By Liz Firth, Commission member, Bradford
I don’t think I was the only Bradford resident who was left with very few nails left after the dramatic countdown to the announcement of the winners of the Capital of Culture 2025 on Tuesday 31st May.
It was an absolute delight to hear the news that we’d been awarded the title after a breath-taking bid by the local team.
Having grown up in Bradford and now bringing up my own children in the local area, it’s sometimes hard to reconcile the media portrayal of the place I know with the one I have come to know through the lens of an often-critical public perception. That’s not to say Bradford doesn’t have its challenges. There is poverty, a lack of investment and a lack of the wide range of job opportunities you might want in your city. We are a diverse place, but I feel we suffer from a lack of opportunities for people to come out of their bubbles and get to know others who are different to them.
Despite all of that, I can’t imagine living anywhere else. There is a warmth to Bradford which I don’t think you find very often. I’ve been fortunate to work across the Bradford district with many different organisations and groups. I’ve seen Bradford through the eyes of families who have just arrived from war torn countries to build a new life, they see Bradford as a place of hope. I spent the Jubilee weekend with families who are newly arrived in the city at a party held at the hotel they currently live in which was hosted by the local secondary school and later at the Shabbat service at Bradford synagogue where a diverse group of us from different faiths were welcomed.
There are so many things that make Bradford unique which I hope will be shared with a wider audience as part of our Capital of Culture Year. We have the most diverse landscape and fantastic heritage. We have amazing museums, galleries, and theatres. As a trustee at the Peace Museum, I’m biased but the range of culture on offer is already immense and will only be strengthened by the award.
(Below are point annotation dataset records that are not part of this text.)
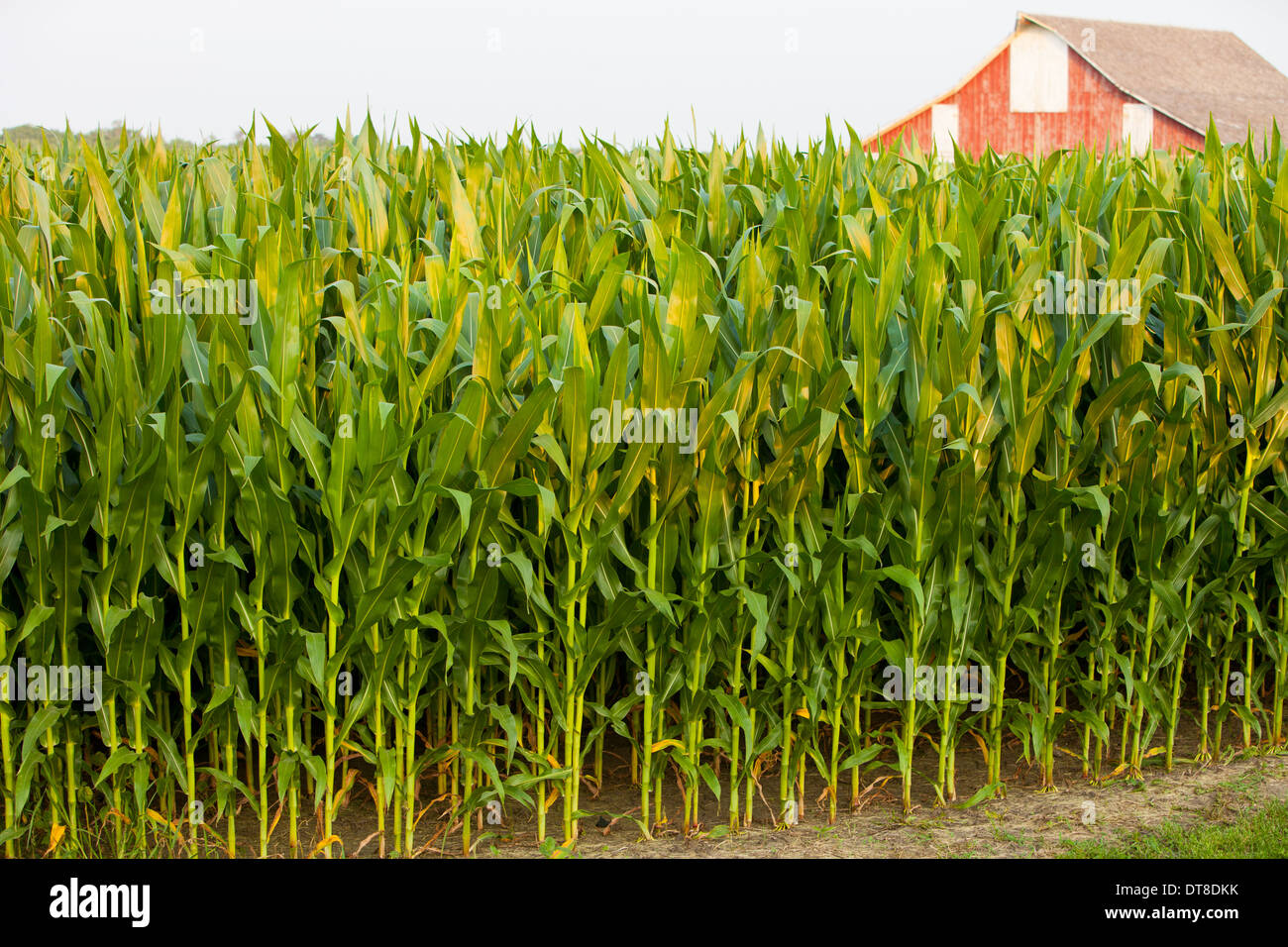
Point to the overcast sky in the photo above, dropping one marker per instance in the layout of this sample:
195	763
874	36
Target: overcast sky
618	68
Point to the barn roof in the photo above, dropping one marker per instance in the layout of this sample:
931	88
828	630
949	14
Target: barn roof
1181	72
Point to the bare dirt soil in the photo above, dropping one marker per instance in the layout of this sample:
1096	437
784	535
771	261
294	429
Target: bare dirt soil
1025	823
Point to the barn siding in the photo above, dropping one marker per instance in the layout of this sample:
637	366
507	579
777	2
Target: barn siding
984	116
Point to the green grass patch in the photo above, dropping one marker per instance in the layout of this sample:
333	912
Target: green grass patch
1254	834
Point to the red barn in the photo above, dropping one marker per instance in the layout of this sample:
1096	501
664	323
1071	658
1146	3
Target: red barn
1059	82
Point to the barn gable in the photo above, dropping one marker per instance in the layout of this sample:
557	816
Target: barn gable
1059	82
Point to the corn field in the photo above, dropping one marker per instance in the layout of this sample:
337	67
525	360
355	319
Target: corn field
364	530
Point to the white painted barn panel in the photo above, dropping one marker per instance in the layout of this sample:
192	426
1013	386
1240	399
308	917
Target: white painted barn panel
1137	127
943	127
1039	71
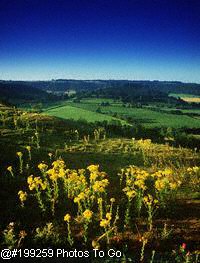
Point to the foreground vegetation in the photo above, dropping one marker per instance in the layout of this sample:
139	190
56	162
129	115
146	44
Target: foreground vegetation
63	187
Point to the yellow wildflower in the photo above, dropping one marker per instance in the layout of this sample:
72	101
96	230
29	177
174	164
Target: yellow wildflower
104	222
22	196
67	217
87	214
9	168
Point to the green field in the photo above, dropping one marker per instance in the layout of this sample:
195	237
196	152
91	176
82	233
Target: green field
75	113
87	110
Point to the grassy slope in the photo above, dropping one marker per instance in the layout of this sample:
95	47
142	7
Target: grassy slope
70	112
144	116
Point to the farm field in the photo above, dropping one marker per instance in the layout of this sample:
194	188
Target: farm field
61	187
75	113
186	97
144	116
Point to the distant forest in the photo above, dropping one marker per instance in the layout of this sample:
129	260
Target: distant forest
128	91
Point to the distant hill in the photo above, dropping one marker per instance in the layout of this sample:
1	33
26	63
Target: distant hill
19	92
41	91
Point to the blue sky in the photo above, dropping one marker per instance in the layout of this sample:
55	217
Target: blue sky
143	39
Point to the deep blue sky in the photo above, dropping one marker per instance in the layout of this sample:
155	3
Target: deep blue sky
143	39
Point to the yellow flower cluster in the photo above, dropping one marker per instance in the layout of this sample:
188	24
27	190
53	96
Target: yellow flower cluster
164	179
22	196
19	154
149	200
9	168
87	214
99	186
135	180
57	171
42	166
35	183
106	221
67	217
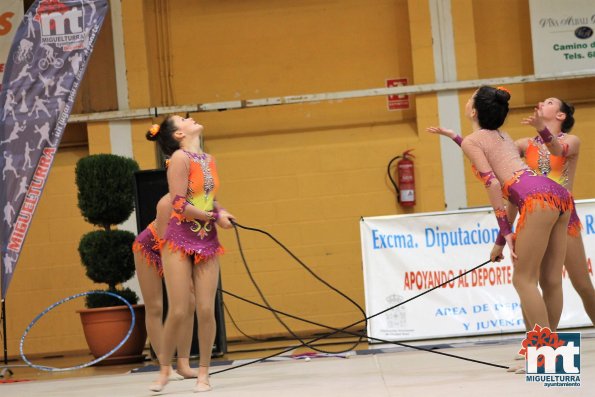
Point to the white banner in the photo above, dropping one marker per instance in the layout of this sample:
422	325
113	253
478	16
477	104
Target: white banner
11	14
405	255
562	35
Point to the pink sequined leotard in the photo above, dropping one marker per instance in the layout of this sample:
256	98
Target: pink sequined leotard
497	163
195	237
560	169
147	244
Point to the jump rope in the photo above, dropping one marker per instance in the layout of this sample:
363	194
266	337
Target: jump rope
303	343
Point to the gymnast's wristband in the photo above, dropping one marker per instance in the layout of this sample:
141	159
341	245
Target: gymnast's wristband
503	223
458	140
546	135
500	240
179	204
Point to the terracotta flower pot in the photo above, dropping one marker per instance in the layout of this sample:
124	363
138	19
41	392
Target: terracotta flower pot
106	327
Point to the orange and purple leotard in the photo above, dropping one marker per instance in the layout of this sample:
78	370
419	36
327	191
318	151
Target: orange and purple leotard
544	163
194	237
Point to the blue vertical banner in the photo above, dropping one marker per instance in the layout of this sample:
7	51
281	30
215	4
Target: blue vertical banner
44	68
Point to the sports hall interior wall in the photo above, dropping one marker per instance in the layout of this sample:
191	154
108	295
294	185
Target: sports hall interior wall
306	173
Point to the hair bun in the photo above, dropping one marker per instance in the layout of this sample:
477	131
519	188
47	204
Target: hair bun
502	95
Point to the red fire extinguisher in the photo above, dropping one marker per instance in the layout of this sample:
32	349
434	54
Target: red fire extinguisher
405	176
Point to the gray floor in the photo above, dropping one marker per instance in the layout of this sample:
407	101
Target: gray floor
382	371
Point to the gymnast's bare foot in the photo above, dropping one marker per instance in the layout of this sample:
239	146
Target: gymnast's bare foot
183	368
202	383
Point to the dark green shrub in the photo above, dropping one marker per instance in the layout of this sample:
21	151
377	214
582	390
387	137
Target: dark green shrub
105	188
106	198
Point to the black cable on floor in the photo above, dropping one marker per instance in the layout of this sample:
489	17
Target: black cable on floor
344	329
293	334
There are multi faith trails you can join to visit the beautiful places of worship and meet members of the various faith communities. We have several literature festivals as well as so many local and central festivals and celebrations.
It’s no secret that one of the strengths of Bradford’s bid was the young people and how their voice was placed front and centre. Over a quarter of the population are aged under 25. This award is a gift to them, and I can’t wait to see what they have to offer as the plans for the Capital of Culture year get underway.